7. Exfoliate Regularly
To rid yourself of dead, flaky and dull skin cells, exfoliate twice a week with an exfoliating wash or scrub. This will increase moisture absorption in your skin and allow it to resurface faster.
8. Get a massage
Massage can be an excellent way to relieve skin irritation and increase circulation. Additionally, it stimulates collagen production for suppleness and smoothness in your skin.
9. Stay Hydrated
It is especially important to drink plenty of water during the winter season. According to the American Diabetes Association, you should aim for at least eight glasses of fluid a day in order to hydrate both your skin and entire body.
10. Wash Your Hands Frequentily
Hands are especially vulnerable to environmental irritants, so the American Academy of Dermatology suggests washing them with a mild, non-irritating soap after they’ve been washed. You could also soak them in warm water or use an effective gentle hand cream afterward for added moisture and protection.
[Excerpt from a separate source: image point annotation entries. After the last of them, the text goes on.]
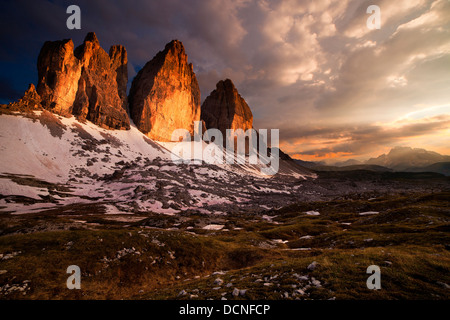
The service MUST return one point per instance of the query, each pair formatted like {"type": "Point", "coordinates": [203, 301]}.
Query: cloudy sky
{"type": "Point", "coordinates": [311, 68]}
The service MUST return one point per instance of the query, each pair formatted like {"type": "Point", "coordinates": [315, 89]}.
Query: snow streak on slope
{"type": "Point", "coordinates": [60, 164]}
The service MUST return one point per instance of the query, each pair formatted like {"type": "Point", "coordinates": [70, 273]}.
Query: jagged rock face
{"type": "Point", "coordinates": [59, 71]}
{"type": "Point", "coordinates": [165, 95]}
{"type": "Point", "coordinates": [98, 98]}
{"type": "Point", "coordinates": [225, 109]}
{"type": "Point", "coordinates": [86, 82]}
{"type": "Point", "coordinates": [30, 101]}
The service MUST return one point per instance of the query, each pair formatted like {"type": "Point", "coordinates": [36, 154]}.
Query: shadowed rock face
{"type": "Point", "coordinates": [225, 109]}
{"type": "Point", "coordinates": [165, 95]}
{"type": "Point", "coordinates": [88, 83]}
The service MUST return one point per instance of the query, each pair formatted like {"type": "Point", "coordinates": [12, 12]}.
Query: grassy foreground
{"type": "Point", "coordinates": [253, 257]}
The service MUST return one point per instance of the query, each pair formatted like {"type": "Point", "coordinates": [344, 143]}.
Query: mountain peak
{"type": "Point", "coordinates": [165, 94]}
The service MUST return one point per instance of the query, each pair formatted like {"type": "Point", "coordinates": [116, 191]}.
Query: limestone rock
{"type": "Point", "coordinates": [165, 95]}
{"type": "Point", "coordinates": [86, 82]}
{"type": "Point", "coordinates": [225, 109]}
{"type": "Point", "coordinates": [58, 71]}
{"type": "Point", "coordinates": [30, 101]}
{"type": "Point", "coordinates": [98, 98]}
{"type": "Point", "coordinates": [119, 64]}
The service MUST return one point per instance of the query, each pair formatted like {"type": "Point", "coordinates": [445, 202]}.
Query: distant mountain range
{"type": "Point", "coordinates": [403, 159]}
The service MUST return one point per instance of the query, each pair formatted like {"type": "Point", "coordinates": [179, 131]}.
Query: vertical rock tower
{"type": "Point", "coordinates": [86, 82]}
{"type": "Point", "coordinates": [165, 95]}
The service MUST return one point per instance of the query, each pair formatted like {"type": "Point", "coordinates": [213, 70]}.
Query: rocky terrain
{"type": "Point", "coordinates": [165, 95]}
{"type": "Point", "coordinates": [82, 184]}
{"type": "Point", "coordinates": [225, 109]}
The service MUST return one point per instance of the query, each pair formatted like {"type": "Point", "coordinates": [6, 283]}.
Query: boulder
{"type": "Point", "coordinates": [165, 95]}
{"type": "Point", "coordinates": [86, 82]}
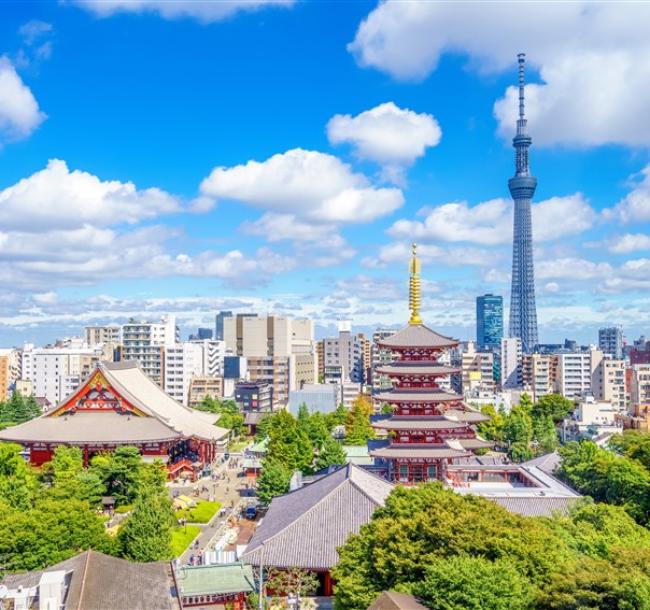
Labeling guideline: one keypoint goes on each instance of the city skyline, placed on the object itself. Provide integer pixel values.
(157, 179)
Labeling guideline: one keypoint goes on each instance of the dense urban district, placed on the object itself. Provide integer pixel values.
(252, 466)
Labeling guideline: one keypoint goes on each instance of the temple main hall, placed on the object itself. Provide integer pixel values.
(431, 428)
(117, 405)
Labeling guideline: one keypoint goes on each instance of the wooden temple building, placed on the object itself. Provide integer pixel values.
(431, 428)
(117, 405)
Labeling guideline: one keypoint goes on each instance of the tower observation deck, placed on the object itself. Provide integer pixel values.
(523, 312)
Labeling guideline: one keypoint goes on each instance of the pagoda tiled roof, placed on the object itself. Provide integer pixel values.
(418, 423)
(415, 451)
(412, 395)
(418, 335)
(163, 417)
(414, 367)
(305, 527)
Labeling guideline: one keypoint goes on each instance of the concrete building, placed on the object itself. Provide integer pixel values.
(609, 384)
(610, 341)
(10, 371)
(576, 373)
(539, 372)
(347, 351)
(511, 363)
(144, 342)
(489, 321)
(95, 335)
(477, 369)
(279, 350)
(204, 387)
(218, 324)
(55, 372)
(254, 396)
(381, 356)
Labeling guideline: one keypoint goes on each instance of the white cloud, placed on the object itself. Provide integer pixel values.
(490, 223)
(635, 206)
(630, 242)
(19, 111)
(57, 198)
(393, 137)
(201, 10)
(572, 43)
(308, 184)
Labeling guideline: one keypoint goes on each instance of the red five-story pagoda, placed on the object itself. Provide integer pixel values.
(430, 426)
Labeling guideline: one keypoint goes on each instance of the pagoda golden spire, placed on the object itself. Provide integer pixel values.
(415, 297)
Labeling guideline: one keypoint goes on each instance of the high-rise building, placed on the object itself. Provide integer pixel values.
(218, 326)
(523, 313)
(511, 363)
(489, 321)
(144, 342)
(610, 341)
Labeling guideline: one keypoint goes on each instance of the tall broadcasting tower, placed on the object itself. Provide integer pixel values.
(523, 314)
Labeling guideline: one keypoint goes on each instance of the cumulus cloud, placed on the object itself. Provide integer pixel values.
(393, 137)
(630, 242)
(19, 111)
(205, 12)
(311, 185)
(635, 206)
(490, 222)
(572, 43)
(57, 198)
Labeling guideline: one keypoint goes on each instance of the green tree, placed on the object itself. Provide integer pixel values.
(273, 481)
(555, 405)
(330, 454)
(357, 426)
(473, 583)
(120, 472)
(147, 533)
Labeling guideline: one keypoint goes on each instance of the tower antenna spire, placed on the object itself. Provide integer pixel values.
(415, 295)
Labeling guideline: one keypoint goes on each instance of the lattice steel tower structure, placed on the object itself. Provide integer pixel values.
(523, 313)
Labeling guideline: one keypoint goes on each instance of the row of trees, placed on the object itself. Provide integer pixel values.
(306, 443)
(230, 416)
(458, 552)
(18, 409)
(49, 515)
(619, 477)
(528, 429)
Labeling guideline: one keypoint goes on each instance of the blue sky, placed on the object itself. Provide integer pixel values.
(281, 156)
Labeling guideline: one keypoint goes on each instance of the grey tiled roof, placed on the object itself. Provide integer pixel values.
(418, 423)
(413, 451)
(100, 582)
(417, 396)
(304, 528)
(535, 506)
(417, 336)
(415, 368)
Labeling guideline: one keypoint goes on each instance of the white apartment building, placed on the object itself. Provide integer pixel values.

11. Wear Insulated Gloves When Working Outside or in Cold Temperatures
Insulated gloves can prevent dry, itchy skin on your hands when doing housework or working outdoors in extreme temperatures. This is especially useful for those doing yard work or working outside in frigid temperatures.
12. Take shorter, cooler showers
Hot showers or baths can damage your skin and make it dry. Instead, opt for shorter showers that don’t heat up too quickly and use soap that won’t strip away natural oils from your skin.